Dharavi. As I sit here in front of my computer, I do not know what to write. The words that I typically find so easy to conjure up, the sentences that, on a normal day, would flow effortlessly from my mind to my fingertips are gone. I'm not sure, as I write about India, if they will ever come back. Perhaps it would be best to start with the mere facts; what I saw with my eyes, not my mind. I saw an area of 432 acres in which 1 Million people live, a young man in a corrugated metal factory making aluminum bricks, countless young children saying "Hi!" to me. I saw old women speaking a confluence on tongues, young boys stitching patterns, and street wiring as complex and chaotic, seemingly, as life itself.

But there was more than that in Dharavi - poverty, desperation, need, friendliness, and perhaps even hope. As we left the slum, these conflicting ideas overwhelmed me. I said to Nandini, a girl from the Cathedral School, "I've never seen poverty like this," and she told me, "Oh, this is nothing." We proceeded to discuss the fact that while Dharavi is a slum, the people still have jobs - Dharavi produced over $660 Million (US) of economic output every year.

But what of that do the people see? It is estimated that in the house of every American, there is at least one object that came from Dharavi, from its plastic industry that melts recycling into pellets to be sold to China, its aluminum industry that creates aluminum bricks, or perhaps its leather industry, which sells leather, eventually, to companies like Gucci and Armani. The truth is that the people of Dharavi, all 1 Million of them, see preciously little of this. Near the beginning of the tour, we visited an aluminum factory where aluminum recycling is melted into aluminum bricks. The man working there was from UP, a northern state of India, and had been working there for several years. He had no protection from the toxic chemicals or the flames. His hands were covered in the silvery essence of the aluminum, and we understood that this man would not live long. For now, he sends perhaps 1000 rupees to his family each month. But when he dies from the toxic chemicals so that I can buy an aluminum bike for a cheap price, his family will be left alone.
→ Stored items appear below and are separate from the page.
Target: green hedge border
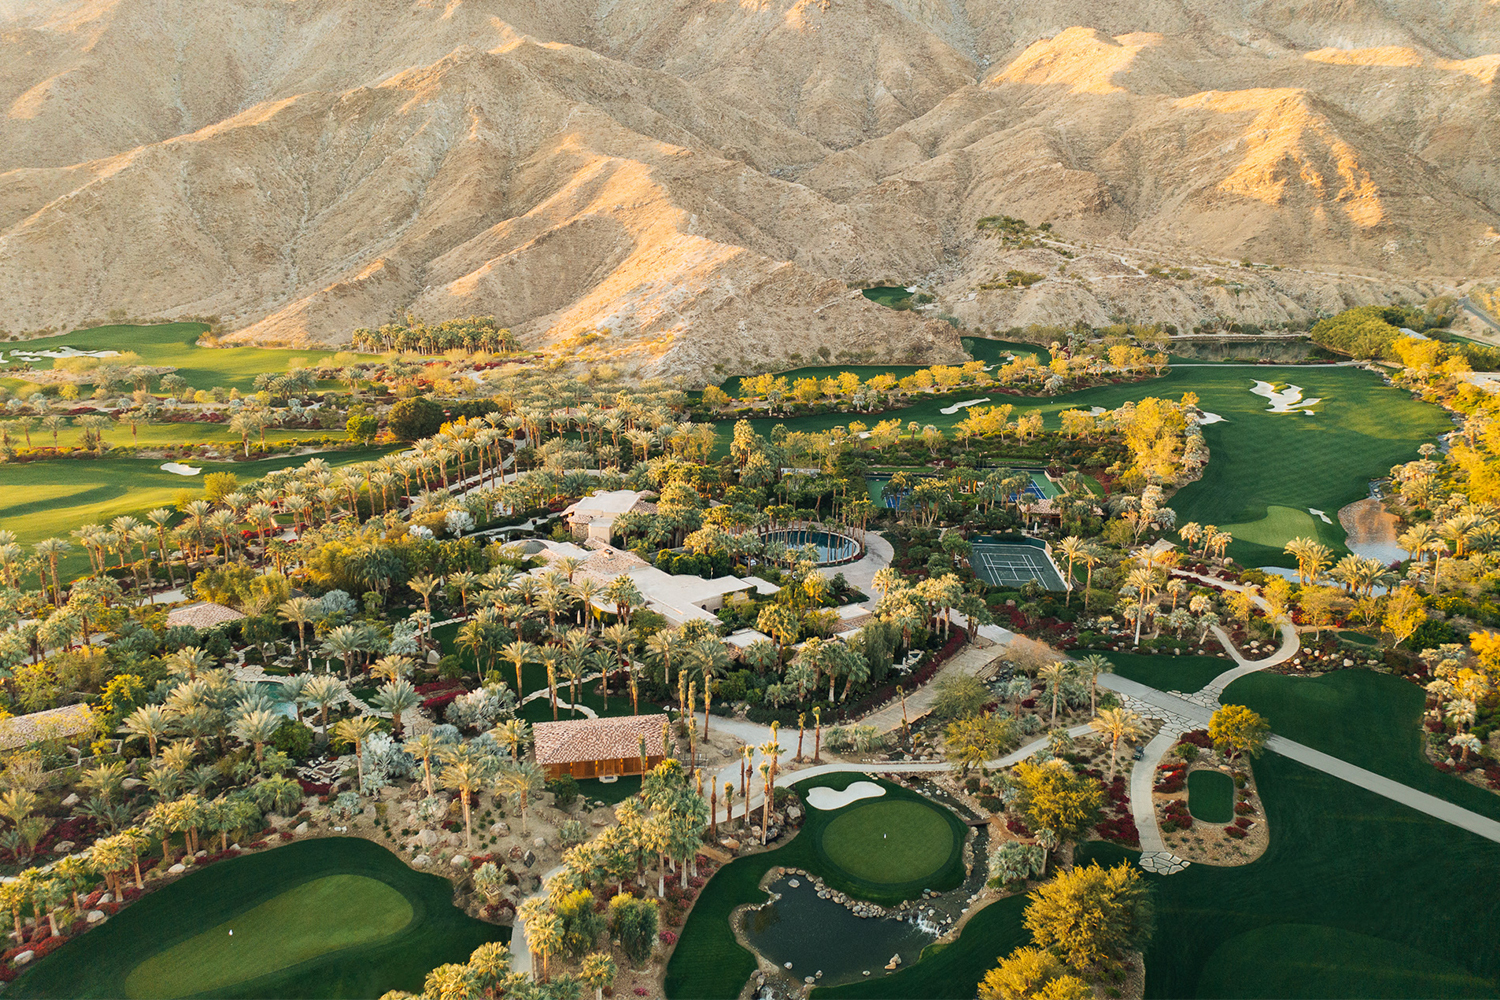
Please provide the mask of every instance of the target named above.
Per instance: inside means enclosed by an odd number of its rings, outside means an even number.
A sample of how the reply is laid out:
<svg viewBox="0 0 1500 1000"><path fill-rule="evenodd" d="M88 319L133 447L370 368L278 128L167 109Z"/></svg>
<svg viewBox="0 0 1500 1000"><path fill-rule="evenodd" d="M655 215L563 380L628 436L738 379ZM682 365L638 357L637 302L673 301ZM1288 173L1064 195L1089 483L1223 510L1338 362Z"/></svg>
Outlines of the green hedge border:
<svg viewBox="0 0 1500 1000"><path fill-rule="evenodd" d="M387 990L419 991L434 966L466 961L486 941L510 939L510 928L475 920L455 907L447 879L413 871L368 840L321 838L220 861L164 886L58 948L6 994L80 1000L126 996L126 977L151 955L294 886L339 874L364 875L396 889L411 902L411 923L393 937L202 995L373 998Z"/></svg>

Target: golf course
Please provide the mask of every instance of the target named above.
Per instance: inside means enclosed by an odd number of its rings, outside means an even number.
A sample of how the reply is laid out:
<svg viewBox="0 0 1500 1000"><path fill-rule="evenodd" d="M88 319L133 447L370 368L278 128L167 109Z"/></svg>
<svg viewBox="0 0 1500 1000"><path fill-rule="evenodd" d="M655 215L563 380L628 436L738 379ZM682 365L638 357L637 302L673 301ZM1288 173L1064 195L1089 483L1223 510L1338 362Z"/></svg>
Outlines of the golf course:
<svg viewBox="0 0 1500 1000"><path fill-rule="evenodd" d="M171 366L195 389L223 386L241 392L254 391L255 376L262 372L282 374L293 368L317 364L334 352L327 350L280 350L265 347L202 347L198 339L209 330L206 323L156 323L150 326L95 326L55 337L0 344L0 384L15 389L25 380L14 371L15 352L40 353L72 348L75 351L127 351L140 356L140 363ZM28 358L32 367L48 369L53 359ZM108 359L105 359L108 360Z"/></svg>
<svg viewBox="0 0 1500 1000"><path fill-rule="evenodd" d="M446 879L367 840L307 840L221 861L69 941L22 997L377 997L420 990L507 928L452 904Z"/></svg>
<svg viewBox="0 0 1500 1000"><path fill-rule="evenodd" d="M986 356L997 345L1026 349L976 341L975 356ZM839 370L799 369L787 377ZM1271 412L1267 397L1251 391L1257 382L1276 388L1297 386L1303 405ZM734 386L726 384L726 389L732 392ZM983 395L982 390L973 392ZM1419 446L1452 429L1439 407L1413 400L1405 390L1385 384L1376 372L1356 366L1179 365L1161 378L1142 382L1041 398L992 393L991 401L1014 404L1017 413L1037 410L1047 426L1055 428L1062 410L1115 409L1147 396L1177 399L1188 392L1198 395L1205 412L1222 420L1204 425L1211 458L1203 477L1183 486L1171 506L1178 524L1196 521L1228 531L1234 541L1227 554L1247 566L1292 565L1282 546L1299 536L1317 538L1335 552L1345 551L1339 508L1368 496L1370 480L1415 459ZM1306 405L1313 399L1318 402ZM829 413L758 418L751 423L762 434L778 423L792 431L813 431L851 419L869 423L891 417L946 429L965 414L963 409L941 412L951 403L946 396L932 397L878 416ZM727 447L727 433L720 438ZM1322 511L1322 516L1312 511Z"/></svg>
<svg viewBox="0 0 1500 1000"><path fill-rule="evenodd" d="M805 797L813 788L842 791L869 780L857 773L829 774L795 782L792 788ZM667 965L668 997L709 1000L739 995L755 971L755 956L735 940L730 914L736 907L765 900L760 880L772 867L812 872L830 889L882 905L915 898L923 889L941 892L963 882L968 834L963 821L894 782L876 784L885 790L883 796L841 809L808 809L801 830L789 843L739 858L709 880Z"/></svg>
<svg viewBox="0 0 1500 1000"><path fill-rule="evenodd" d="M1275 731L1315 749L1500 818L1495 796L1421 759L1422 692L1399 678L1252 674L1224 700L1266 714ZM1500 908L1485 874L1500 866L1500 844L1272 752L1252 766L1270 824L1266 853L1241 867L1146 876L1156 908L1147 997L1500 991ZM1080 863L1133 858L1100 842L1079 851ZM1026 942L1024 905L1024 897L1003 899L920 963L813 995L970 996L998 956Z"/></svg>

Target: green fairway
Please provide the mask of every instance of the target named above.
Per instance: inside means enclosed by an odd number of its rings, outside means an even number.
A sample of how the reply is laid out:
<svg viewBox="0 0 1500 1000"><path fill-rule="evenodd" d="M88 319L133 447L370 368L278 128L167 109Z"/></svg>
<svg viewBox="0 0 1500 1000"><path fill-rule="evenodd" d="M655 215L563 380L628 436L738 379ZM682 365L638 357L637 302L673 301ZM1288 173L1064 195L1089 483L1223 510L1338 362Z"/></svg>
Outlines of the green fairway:
<svg viewBox="0 0 1500 1000"><path fill-rule="evenodd" d="M198 338L208 332L204 323L158 323L153 326L96 326L87 330L36 340L16 341L0 347L11 364L0 365L0 378L25 379L25 372L11 372L16 351L54 351L72 347L79 351L134 351L141 364L167 366L195 389L223 386L250 392L255 376L261 372L277 374L292 367L317 364L331 355L326 350L276 350L260 347L199 347ZM108 359L105 359L106 361ZM293 362L296 365L293 365ZM52 360L39 358L32 362L38 369L52 367Z"/></svg>
<svg viewBox="0 0 1500 1000"><path fill-rule="evenodd" d="M856 781L869 780L870 777L864 774L829 774L794 782L792 787L803 794L809 788L819 786L842 791ZM963 883L963 844L968 835L963 822L948 810L927 804L929 800L916 792L889 781L882 780L877 784L886 793L881 801L915 803L948 825L953 838L948 863L925 878L905 884L890 882L884 873L876 873L877 879L873 881L854 877L835 868L822 848L826 828L843 814L843 810L809 809L801 831L790 843L764 854L737 858L719 869L704 886L693 912L683 925L671 961L667 963L668 997L672 1000L730 1000L739 996L745 980L755 971L755 956L735 940L729 915L738 906L759 903L766 898L759 883L774 866L814 872L831 889L887 905L919 896L923 889L943 892ZM858 808L868 801L860 800L847 808ZM975 981L978 981L977 977ZM972 992L962 995L971 996Z"/></svg>
<svg viewBox="0 0 1500 1000"><path fill-rule="evenodd" d="M1234 822L1234 779L1222 771L1188 775L1188 812L1194 819L1220 826Z"/></svg>
<svg viewBox="0 0 1500 1000"><path fill-rule="evenodd" d="M16 429L13 420L0 420L0 426L9 427L12 442L17 445L25 444L25 435ZM312 438L335 437L342 438L343 432L337 428L332 430L302 429L302 428L266 428L267 444L286 444L294 441L306 441ZM76 425L69 426L57 435L56 444L63 448L77 448L82 444L83 428ZM240 436L229 429L228 423L181 423L181 424L137 424L135 433L130 430L129 421L116 423L114 427L106 429L104 440L113 447L130 447L139 445L142 448L182 448L188 445L214 444L222 446L224 451L239 451L241 447ZM256 434L251 439L251 447L256 448L260 444L260 435ZM31 429L31 443L35 447L52 447L52 434L38 427Z"/></svg>
<svg viewBox="0 0 1500 1000"><path fill-rule="evenodd" d="M155 1000L420 990L434 966L509 939L509 928L470 918L452 898L446 879L413 871L369 841L299 841L147 895L6 992Z"/></svg>
<svg viewBox="0 0 1500 1000"><path fill-rule="evenodd" d="M125 978L125 995L170 1000L234 986L389 937L411 918L411 903L384 882L314 879L151 956Z"/></svg>
<svg viewBox="0 0 1500 1000"><path fill-rule="evenodd" d="M53 459L3 466L0 481L0 528L16 533L23 545L43 538L69 538L82 524L106 523L121 514L140 517L154 507L172 507L186 490L203 492L203 477L210 472L232 472L241 483L259 479L268 472L299 466L320 457L332 466L349 465L379 458L393 449L368 448L331 451L319 456L280 455L254 462L199 462L184 464L201 468L196 476L179 476L162 469L162 462L146 458ZM88 572L88 556L77 545L59 563L59 575L67 578Z"/></svg>
<svg viewBox="0 0 1500 1000"><path fill-rule="evenodd" d="M1266 398L1250 391L1257 381L1292 383L1302 388L1304 399L1316 397L1321 402L1312 407L1312 416L1297 410L1270 413ZM1385 385L1375 372L1353 367L1183 367L1162 378L1129 385L1038 399L998 396L995 401L1013 403L1018 414L1038 410L1047 417L1048 426L1057 427L1057 414L1065 409L1114 409L1147 396L1177 399L1186 392L1197 393L1205 411L1224 419L1204 426L1204 441L1212 457L1203 477L1178 491L1171 506L1178 524L1196 521L1230 530L1235 541L1228 554L1247 566L1293 565L1281 549L1298 535L1314 535L1342 552L1339 508L1368 496L1371 479L1416 458L1420 445L1452 429L1439 407L1417 402L1405 390ZM950 428L963 419L964 411L940 412L948 405L946 398L922 399L878 418L859 419L868 423L900 417ZM760 433L770 434L777 423L786 424L788 430L812 431L851 419L856 418L833 413L760 418L751 423ZM726 451L728 437L727 433L719 435L720 447ZM1323 511L1329 523L1308 513L1308 508Z"/></svg>
<svg viewBox="0 0 1500 1000"><path fill-rule="evenodd" d="M1138 653L1105 653L1114 672L1163 691L1192 694L1234 667L1232 660L1216 656L1150 656Z"/></svg>
<svg viewBox="0 0 1500 1000"><path fill-rule="evenodd" d="M1252 680L1264 687L1252 689ZM1414 692L1415 706L1390 685ZM1420 696L1397 678L1350 670L1316 679L1252 674L1225 701L1268 713L1279 733L1469 808L1488 797L1483 811L1496 815L1494 795L1416 756ZM1275 753L1252 766L1270 829L1266 853L1240 867L1147 876L1156 908L1148 998L1500 995L1500 906L1488 877L1500 866L1500 844ZM1091 842L1078 860L1135 857ZM1023 905L1012 898L981 911L956 942L895 975L815 996L972 997L996 957L1025 940Z"/></svg>
<svg viewBox="0 0 1500 1000"><path fill-rule="evenodd" d="M1221 700L1250 706L1289 740L1500 820L1500 795L1444 774L1422 756L1426 694L1410 681L1368 670L1263 672L1241 677Z"/></svg>
<svg viewBox="0 0 1500 1000"><path fill-rule="evenodd" d="M855 878L914 882L948 863L953 829L923 802L879 798L840 810L821 843L828 860Z"/></svg>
I don't know what to make of it. Yes, the people of Dharavi have jobs but they still live in poverty. Speaking to Nandini, I employed a medical analogy to describe Dharavi and why, as I left, I was filled with an enormous sense of guilt. "If you have pneumonia," I said, "things could be worse. You could have brain cancer, but that doesn't mean that pneumonia is good." Yes, the people of Dharavi have jobs, but is that enough? Shouldn't every human be entitled to a job that doesn't kill them and if it does, provides benefit to their family?

Regardless, I know that I am guilty of supporting a system that dehumanizes and murders. Every time I walk into a store, every time I buy something, I am, in some way, strengthening the system that has caused the people of Dharavi to live in a slum. But at the same time, am I not providing a job that though lethal provides a couple thousands rupees each month?

This blog is incomplete because my thoughts are incomplete. I haven't even addressed education or the children or the old women or the friendliness or the hope. I haven't even begun to fully understand Dharavi.